Imaginei-me do lado de fora de mim, sonhando comigo e vendo meu rosto com o rosto de outra mulher, e eu tenho minha própria cabeça em casa, que é a obra que Tunga fez pro meu primeiro disco Diurno. Imaginei meus cabelos grudados nos cabelos do Tunga, como sua obra as Xipófogas Capilares, e imaginei a minha cabeça falsa grudada em sua cabeça falsa, que ele arremessou no mar. E lembrei que ele dizia ter vindo da pangeia.
Pensei nas minhas avós, nas minhas origens, na mulher que sou, e na minha filha, nas crianças, nos erês, nas crianças que morrem e nascem na maré, na favela e na maré que sempre retorna. Então as entidades foram tomando conta do disco, as pessoas, a memória das pessoas, fui desejando trançar meus cabelos e as coisas, imaginava a trança como um penteado altamente ancestral, feminino e masculino ao mesmo tempo, usado por tantas culturas. Como um manifesto poético político e espiritual, trançando o tempo todo tudo.

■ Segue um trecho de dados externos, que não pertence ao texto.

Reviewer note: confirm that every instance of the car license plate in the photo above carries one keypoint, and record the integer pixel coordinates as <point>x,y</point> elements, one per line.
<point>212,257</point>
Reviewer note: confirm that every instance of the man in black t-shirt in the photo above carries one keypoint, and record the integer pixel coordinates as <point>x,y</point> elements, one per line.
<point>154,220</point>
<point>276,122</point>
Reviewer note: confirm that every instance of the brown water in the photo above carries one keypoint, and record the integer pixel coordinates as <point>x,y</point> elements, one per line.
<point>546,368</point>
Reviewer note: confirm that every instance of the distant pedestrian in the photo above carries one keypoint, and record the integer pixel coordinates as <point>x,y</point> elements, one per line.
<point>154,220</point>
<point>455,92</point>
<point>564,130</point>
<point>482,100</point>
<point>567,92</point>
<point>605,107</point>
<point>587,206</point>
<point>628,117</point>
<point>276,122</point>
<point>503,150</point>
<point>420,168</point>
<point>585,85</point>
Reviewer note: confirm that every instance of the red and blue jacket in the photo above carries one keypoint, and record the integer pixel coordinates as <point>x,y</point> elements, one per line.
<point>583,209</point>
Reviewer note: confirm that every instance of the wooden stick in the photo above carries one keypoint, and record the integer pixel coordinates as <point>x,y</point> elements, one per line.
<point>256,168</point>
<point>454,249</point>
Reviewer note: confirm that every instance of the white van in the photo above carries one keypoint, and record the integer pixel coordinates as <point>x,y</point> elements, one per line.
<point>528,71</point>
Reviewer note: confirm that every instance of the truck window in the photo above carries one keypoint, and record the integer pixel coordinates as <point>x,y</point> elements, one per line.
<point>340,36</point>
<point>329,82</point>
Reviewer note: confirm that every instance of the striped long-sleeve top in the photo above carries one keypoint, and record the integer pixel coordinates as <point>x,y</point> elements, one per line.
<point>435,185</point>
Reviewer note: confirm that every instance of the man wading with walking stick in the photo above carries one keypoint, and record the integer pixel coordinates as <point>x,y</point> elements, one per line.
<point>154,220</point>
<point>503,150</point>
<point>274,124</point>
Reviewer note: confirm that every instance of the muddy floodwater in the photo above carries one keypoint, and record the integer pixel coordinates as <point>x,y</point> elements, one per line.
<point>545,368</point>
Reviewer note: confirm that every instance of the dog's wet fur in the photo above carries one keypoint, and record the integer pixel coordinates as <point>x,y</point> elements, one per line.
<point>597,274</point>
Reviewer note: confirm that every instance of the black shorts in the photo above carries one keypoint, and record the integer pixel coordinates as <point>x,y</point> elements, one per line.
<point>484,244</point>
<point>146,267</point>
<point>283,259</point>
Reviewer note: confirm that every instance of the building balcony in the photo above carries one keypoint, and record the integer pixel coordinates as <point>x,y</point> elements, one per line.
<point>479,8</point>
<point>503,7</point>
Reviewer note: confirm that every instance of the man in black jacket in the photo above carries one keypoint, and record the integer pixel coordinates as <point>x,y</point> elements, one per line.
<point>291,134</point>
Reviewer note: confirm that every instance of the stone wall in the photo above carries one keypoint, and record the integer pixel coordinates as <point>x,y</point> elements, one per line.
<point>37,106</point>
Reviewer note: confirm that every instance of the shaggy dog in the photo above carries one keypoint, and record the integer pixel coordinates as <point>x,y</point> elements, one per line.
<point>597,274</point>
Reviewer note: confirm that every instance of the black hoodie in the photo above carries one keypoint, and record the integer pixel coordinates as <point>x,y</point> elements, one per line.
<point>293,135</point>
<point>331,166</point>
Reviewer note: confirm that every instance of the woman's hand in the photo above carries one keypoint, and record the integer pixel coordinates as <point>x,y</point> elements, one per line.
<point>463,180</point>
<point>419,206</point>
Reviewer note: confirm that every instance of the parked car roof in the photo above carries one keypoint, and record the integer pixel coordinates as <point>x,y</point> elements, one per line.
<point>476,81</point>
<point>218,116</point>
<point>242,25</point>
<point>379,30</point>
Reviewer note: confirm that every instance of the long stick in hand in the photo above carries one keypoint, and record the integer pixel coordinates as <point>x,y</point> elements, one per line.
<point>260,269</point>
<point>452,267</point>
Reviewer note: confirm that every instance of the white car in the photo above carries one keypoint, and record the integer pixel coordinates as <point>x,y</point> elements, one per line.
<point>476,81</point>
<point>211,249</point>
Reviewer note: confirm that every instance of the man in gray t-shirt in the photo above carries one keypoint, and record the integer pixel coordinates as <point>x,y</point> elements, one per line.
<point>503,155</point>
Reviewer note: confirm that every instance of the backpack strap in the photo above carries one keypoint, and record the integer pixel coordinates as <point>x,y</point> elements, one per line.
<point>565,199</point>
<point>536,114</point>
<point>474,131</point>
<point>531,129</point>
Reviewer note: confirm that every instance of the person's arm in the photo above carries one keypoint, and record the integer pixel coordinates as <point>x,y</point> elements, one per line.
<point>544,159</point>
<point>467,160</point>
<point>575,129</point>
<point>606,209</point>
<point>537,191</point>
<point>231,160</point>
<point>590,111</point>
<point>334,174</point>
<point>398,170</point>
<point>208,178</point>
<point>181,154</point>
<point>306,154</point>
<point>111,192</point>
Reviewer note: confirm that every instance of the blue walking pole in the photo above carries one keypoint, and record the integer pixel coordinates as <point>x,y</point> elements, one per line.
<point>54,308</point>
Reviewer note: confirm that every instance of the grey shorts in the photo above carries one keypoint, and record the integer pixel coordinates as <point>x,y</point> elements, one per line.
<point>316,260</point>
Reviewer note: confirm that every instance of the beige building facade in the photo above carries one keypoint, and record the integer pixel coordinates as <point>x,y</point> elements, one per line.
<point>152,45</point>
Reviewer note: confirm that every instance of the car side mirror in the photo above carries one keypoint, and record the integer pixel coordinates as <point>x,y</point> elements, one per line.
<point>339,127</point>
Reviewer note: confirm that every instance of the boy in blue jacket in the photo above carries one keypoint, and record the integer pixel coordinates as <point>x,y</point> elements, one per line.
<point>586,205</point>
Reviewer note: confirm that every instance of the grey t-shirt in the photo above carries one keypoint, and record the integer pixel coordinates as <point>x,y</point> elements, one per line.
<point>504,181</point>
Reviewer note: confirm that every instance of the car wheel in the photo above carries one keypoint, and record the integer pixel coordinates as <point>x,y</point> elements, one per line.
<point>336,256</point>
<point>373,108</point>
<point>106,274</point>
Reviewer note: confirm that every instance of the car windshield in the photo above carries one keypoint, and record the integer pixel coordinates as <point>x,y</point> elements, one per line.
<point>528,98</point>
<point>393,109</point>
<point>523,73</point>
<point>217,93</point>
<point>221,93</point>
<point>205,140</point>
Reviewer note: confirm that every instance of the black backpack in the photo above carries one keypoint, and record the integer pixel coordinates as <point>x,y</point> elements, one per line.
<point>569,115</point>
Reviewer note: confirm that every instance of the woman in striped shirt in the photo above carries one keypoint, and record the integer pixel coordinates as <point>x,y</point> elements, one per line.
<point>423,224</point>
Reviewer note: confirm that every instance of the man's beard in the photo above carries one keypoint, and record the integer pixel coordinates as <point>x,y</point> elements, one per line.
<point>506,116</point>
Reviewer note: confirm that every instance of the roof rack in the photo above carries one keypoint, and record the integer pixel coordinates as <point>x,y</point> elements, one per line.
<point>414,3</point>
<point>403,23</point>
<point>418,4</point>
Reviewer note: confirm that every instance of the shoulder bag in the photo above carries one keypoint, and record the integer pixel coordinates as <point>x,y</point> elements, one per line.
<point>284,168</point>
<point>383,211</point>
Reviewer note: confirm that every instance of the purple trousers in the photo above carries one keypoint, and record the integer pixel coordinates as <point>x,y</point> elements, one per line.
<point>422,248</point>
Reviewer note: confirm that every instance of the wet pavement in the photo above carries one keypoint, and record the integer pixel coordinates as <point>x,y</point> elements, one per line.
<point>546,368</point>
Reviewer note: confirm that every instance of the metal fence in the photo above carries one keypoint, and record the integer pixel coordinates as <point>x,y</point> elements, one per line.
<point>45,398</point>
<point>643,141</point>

Como apareceu o conceito do disco?
Ava – Apareceu assim, pensando, refletindo sobre a vida, sobre o mundo, convivendo nesse mundo. E ele nasce de um desejo de estado urgente de invenção, como dizia Oiticica, de transar as linguagens sem amarras, como reflexo de um ardor irresistível, de transformação no estado das coisas. E com tudo que falei antes, que o conceito foi se trançando, aliás, muitas vezes tive revelações, conexões que aconteceram ao longo do processo.
De fato, ainda estou pensando sobre tudo, e sobre o conceito mesmo do disco. Todos os dias novas janelas de abrem. Mas ele tem uma urgência política e estética, reflete uma visão pessoal e também coletiva. Ele é conceitualmente constantemente trançante.

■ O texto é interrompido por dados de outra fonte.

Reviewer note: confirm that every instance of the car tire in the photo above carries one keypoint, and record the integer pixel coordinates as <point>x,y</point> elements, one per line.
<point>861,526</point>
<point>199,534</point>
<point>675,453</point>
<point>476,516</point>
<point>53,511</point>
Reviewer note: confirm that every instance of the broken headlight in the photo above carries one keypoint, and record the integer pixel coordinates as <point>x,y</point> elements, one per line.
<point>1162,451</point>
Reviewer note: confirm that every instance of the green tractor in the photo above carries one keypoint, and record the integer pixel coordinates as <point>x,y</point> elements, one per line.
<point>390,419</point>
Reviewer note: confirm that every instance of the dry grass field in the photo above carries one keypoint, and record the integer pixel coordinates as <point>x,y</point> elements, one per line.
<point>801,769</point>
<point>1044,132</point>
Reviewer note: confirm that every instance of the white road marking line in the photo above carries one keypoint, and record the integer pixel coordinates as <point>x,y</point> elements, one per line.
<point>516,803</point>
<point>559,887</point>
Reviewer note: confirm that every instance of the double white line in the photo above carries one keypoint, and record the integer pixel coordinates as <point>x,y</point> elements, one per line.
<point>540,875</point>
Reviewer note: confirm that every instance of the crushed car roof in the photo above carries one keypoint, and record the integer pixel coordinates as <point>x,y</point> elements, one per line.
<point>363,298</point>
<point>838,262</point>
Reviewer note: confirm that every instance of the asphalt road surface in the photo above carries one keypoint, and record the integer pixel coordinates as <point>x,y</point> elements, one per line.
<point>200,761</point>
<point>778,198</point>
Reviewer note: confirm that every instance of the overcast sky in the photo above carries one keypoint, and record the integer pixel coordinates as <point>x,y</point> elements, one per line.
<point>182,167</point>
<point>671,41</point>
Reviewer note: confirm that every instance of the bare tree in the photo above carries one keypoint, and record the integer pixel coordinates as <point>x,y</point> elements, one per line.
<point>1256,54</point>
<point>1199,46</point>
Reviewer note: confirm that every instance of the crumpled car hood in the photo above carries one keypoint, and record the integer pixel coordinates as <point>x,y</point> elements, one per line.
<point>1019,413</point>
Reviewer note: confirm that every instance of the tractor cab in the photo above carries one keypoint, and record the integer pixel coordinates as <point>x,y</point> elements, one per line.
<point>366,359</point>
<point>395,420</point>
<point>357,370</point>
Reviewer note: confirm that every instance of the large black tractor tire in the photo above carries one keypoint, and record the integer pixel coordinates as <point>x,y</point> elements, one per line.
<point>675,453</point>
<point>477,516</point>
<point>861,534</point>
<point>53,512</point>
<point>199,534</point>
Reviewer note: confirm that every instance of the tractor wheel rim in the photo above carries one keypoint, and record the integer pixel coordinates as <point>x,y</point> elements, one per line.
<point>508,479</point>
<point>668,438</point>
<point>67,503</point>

Como é seu processo de composição?
Ava – É bem variado. Eu componho de muitas maneiras diferentes. Solitária ou com parceiros, seja fazendo melodia ou letra ou os dois, mandar letras ou receber melodias, compondo junto ou separado, no violão ou na voz, escrevendo o tempo todo, improvisando, andando pela rua e brincando. Adoro compor brincando.
O que está rolando de mais interessante na música hoje, na sua opinião?
Ava – Eu vou falar de quatro discos que foram lançados recentemente, de quatro amigos que admiro muito, que fizeram discos que me emocionaram . Um deles está tocando agora enquanto respondo essa entrevista. É O Disco das Horas, do Rômulo Fróes. Estou achando tão maravilhoso que não tenho palavras. Os outros três discos são PUBer, de Jonas Sá, Cavala, de Maria Beraldo e Venta, de Lukash.
PUBer é um disco importante que marca o lugar de cantor e compositor na música brasileira de um artista da magnitude de Jonas Sá, que é também um dos grandes produtores musicais, arquiteto genial, assim como toda sua música. É um disco belíssimo, de grandes canções!
Cavala de Maria Beraldo nos revela uma artista conectada com a experimentação, com os rumos inventivos que estamos percorrendo, e faz isso com qualidade e com simplicidade. Fez um disco de tocar a alma.
Lukahs com Venta chega como o vento, depois de Fogo Z, seu primeiro disco, trazendo espíritos, se conectando também com energias ancestrais, o disco tem poesia fina e arranjos extraordinários, que cruzam também canção e ruído. Um disco também belíssimo! Produzido pelo Marcos Campello que é compositor de Continente, que eu gravei no disco e que pra mim é um dos cinco mais geniais guitarristas do Brasil.